New Living Translation (NLT)
3 Children are a gift from the Lord;
they are a reward from him.
4 Children born to a young man
are like arrows in a warrior’s hands.
5 How joyful is the man whose quiver is full of them!
He will not be put to shame when he confronts his accusers at the city gates.
As I sit here this evening contemplating the day, these scriptures come to my mind. Eighteen years ago today I gave birth to my firstborn son. Little did I know that the next eighteen years would go by so fast! I can still remember in detail the day of his birth. The feeling of awe when I first saw his little 7lb 2oz body. Holding him in my arms for the first time after the nine months of wondering who he would be and what he would look like. Then taking him home from the hospital (and wondering if I would be able to take care of him properly without a full-time nursing staff!) Looking back I realize how little I was prepared to take on the job of motherhood. Oh, some things come natural, for sure, but at the age of twenty one, you have no idea how much effect this little person will have on your life. Then and now. So, to the now. My mother's heart is breaking just a little today as I realize a large part of my job is done. He is ready (or not!) to face the world and all of its challenges.
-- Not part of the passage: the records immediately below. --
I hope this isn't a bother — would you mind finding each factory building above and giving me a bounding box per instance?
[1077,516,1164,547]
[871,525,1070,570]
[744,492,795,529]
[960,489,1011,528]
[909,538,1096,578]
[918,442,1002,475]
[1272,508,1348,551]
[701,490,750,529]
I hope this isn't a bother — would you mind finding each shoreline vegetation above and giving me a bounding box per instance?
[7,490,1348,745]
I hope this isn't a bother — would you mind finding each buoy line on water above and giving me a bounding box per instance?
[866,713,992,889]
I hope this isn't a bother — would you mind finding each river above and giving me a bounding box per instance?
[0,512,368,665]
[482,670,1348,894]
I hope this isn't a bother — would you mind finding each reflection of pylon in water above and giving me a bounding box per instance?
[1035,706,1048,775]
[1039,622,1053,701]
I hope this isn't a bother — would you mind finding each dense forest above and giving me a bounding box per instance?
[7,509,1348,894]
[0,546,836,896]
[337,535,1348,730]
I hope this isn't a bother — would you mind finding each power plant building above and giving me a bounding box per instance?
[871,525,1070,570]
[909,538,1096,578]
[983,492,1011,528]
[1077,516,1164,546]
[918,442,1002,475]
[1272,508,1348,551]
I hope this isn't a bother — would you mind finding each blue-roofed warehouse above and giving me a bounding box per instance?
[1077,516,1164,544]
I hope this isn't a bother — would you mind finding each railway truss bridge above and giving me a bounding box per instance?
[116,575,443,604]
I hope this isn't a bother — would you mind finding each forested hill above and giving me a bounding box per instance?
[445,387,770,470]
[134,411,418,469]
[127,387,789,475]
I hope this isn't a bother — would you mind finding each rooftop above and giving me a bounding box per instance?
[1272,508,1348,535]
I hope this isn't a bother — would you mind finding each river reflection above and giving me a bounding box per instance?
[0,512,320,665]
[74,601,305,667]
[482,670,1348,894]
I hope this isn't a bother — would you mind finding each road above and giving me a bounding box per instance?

I don't really want to let him go. I want to have, what I perceive, as much control as possible. Okay, that's just being honest...but not to control him, but to protect him. I know now, after eighteen years, that life isn't always easy or fun. I know he will have to face hard times himself. And make hard decisions of his own. This brings me back to these scriptures which have comforted me today. My son is a blessing from God Himself. Just because I'm having a hard time letting go doesn't change that fact. I know as we continue this transition, he will be more of a blessing than before. As he pursues his dreams, meets the love of his life and has children of his own...I can see a glimmer of some joy that will outweigh this little bit of heartbreak I feel right now.